Lockitron Admits FailureAuthor: Brian Rhodes, Published on Jan 29, 2015
They were Silicon Valley's chosen one.
The company who was going to disrupt access control, backed by the biggest incubator and cheered on by the tech press.
However, as IPVM test results showed, the product had massive problems.
And now, Lockitron is admitting failure.
In this note, we examine what went wrong, what they are doing now and how this impacts the smart lock market.
Lockitron aimed to put the old and dusty door lock market on notice by introducing a networked access controller to residential and small business customers. Their first Lockitron offering was a massive crowd funding success story, where the company turned nothing but an idea in over two million dollars worth of presales in just a few months.
Core features of the crowd funded Lockitron included complete smartphone management, where a user could be hundreds of miles away yet still lock or unlock an opening. Even better, temporary access could be shared with other users. Visitors did not need keys, just mobile permissions to enter granted by the app.
Moreover, Lockitron claimed that it could be installed by anyone, it worked with any door lock, and users would be up and running in minutes. The $179 price, while high, still hit the sweet spot with the DIYers and the product sold more than ten thousand units in mere weeks. Indeed, the product won huge accolades and hype as an example of how Silicon Valley ideas and Crowdfunding support could revolutionize established markets like door hardware.

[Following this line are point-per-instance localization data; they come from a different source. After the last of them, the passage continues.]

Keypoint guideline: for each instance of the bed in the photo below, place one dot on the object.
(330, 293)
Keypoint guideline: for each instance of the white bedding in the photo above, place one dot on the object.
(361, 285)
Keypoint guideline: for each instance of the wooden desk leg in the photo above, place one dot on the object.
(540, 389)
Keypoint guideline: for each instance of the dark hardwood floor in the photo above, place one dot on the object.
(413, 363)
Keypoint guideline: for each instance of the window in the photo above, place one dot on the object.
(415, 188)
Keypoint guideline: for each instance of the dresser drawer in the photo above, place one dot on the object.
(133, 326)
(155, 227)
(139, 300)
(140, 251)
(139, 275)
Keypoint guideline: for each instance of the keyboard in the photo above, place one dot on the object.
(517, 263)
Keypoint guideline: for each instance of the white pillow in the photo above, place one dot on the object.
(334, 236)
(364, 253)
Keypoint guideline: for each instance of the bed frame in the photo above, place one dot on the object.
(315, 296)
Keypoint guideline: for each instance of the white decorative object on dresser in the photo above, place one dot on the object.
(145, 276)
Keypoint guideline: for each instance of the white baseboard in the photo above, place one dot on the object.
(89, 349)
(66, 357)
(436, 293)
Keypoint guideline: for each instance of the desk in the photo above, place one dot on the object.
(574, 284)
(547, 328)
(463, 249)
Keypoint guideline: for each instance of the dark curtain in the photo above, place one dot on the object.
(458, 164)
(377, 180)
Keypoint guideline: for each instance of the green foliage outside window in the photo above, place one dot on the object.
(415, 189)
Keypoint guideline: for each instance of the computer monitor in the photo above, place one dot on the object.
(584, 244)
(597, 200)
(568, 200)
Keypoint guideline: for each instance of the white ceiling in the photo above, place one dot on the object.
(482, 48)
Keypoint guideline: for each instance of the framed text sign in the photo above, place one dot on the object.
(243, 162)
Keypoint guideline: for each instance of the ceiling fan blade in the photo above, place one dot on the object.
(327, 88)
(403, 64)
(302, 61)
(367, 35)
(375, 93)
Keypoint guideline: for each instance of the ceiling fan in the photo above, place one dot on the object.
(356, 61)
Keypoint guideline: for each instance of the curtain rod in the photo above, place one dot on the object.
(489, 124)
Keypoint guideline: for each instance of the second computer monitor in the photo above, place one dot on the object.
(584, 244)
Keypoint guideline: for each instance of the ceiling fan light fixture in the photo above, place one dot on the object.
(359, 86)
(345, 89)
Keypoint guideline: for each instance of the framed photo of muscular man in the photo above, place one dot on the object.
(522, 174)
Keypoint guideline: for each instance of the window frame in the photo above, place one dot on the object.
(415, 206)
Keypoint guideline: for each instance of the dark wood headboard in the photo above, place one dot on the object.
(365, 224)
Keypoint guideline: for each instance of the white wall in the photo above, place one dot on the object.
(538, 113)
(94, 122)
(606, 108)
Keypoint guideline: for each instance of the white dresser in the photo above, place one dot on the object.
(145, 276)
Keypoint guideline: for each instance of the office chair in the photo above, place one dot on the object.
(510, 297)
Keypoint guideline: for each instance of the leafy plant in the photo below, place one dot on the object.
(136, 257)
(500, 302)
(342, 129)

However, Lockitron could not solve several problems that caused early reviews to pan the offering. Even after several delays and rework batches, the product never overcame the following problems:
- Installation: Even though Lockitron claimed universal compatibility and easy install in minutes, the company learned that many users needed an hour or more to install the unit and adjust the door lock. Some users simply found their lock and door would just not fit the device at all.
- Battery Life: Instead of the claimed 6-month lifecycle from the internal power pack, many users found batteries lasted 2 or 3 weeks. Even when used within normal parameters, the unit drained juice rapidly.
- Responsiveness: Missteps and miscalculations surrounding WiFi connectivity and the delayed 'Sense' feature were continual trouble issues, with many users finding the lock offline when needed and taking more than a minute to wake up before unlocking a door.
- Manufacturing: Perhaps the biggest problems came in sourcing components and production for the device. While engineering and design was based in the US, the company found considerable problems trying to find reliable suppliers overseas.
Now, Lockitron is "moving all our efforts to manufacturing Lockitron Bolt", a new separate product replacing the initial offering. The new unit is an entire replacement lock rather than a retrofit device. The new design strips out some of the problem features, and overall is a smaller unit:
With a reduced price of $99, the new Bolt promises the same basic features of the original with the following changes:
- 'Knock' is Gone: The sensor detecting when a user taps on the door to awaken the lock is gone. The company explained "We found that certain doors would trigger the knock sensor too easily, keeping the Lockitron awake and draining batteries" too quickly. Rather than trying to re-engineer the sensor, Bolt simply drops it.
- External WiFi: Another battery suck and big performance issue was the onboard WiFi chip. With Bolt, Lockitron reworks connectivity to use a separate wall powered hub called a Bridge that is connected to the Lock via BLE. The company claims this change offers "instantly responsive WiFi".
- New Keyed Locks: The replacement lock approach means the internal lock cylinder will need to be repinned to match existing door locks and keys. The company claims it will eventually offer a service that does this, but in the meantime "your local hardware store can match your existing key for $5-15..."
The company did not ship all the initial orders for the initial Lockitron, and instead is asking early backers to migrate their orders to Bolt that is planned to start shipping in a few months.
The Future of Smart Locks
The failure of Lockitron to produce a successful product should be a sobering example of the difficult realities of design, manufacturing, and bringing ideas to market in access control (and beyond)! Among the key lessons learned:
Doors are Complex: Despite being simple to work and common, the actual mechanical aspects of a door and lock are complex. Not only is there a wide variety of hardware in use, but the ease of operation and condition of that hardware can quickly complicate a simple idea. Underestimating typical binding, bending, and wind buffeting on doors contributed greatly to the doom of Lockitron.
Good Ideas Are Not Enough: Even when a 'game changing' concept hits the market and is met with millions of dollars in support, a glut of hard work and potential showstoppers still remain before commercial viability. Lockitron has learned this the hard way, and has expended most of the good will and enthusiasm the product won early on. Only time will show if Bolt helps the company deliver.
Will other smart locks fall victim to the same problems? There is good chance. Many of the competing offerings like August, Goji, and Kevo have experienced similar delays, although none appear as drastic and dramatic as Lockitron. Overall, users of smart locks should temper their excitement with a heavy amount of skepticism until the segment matures.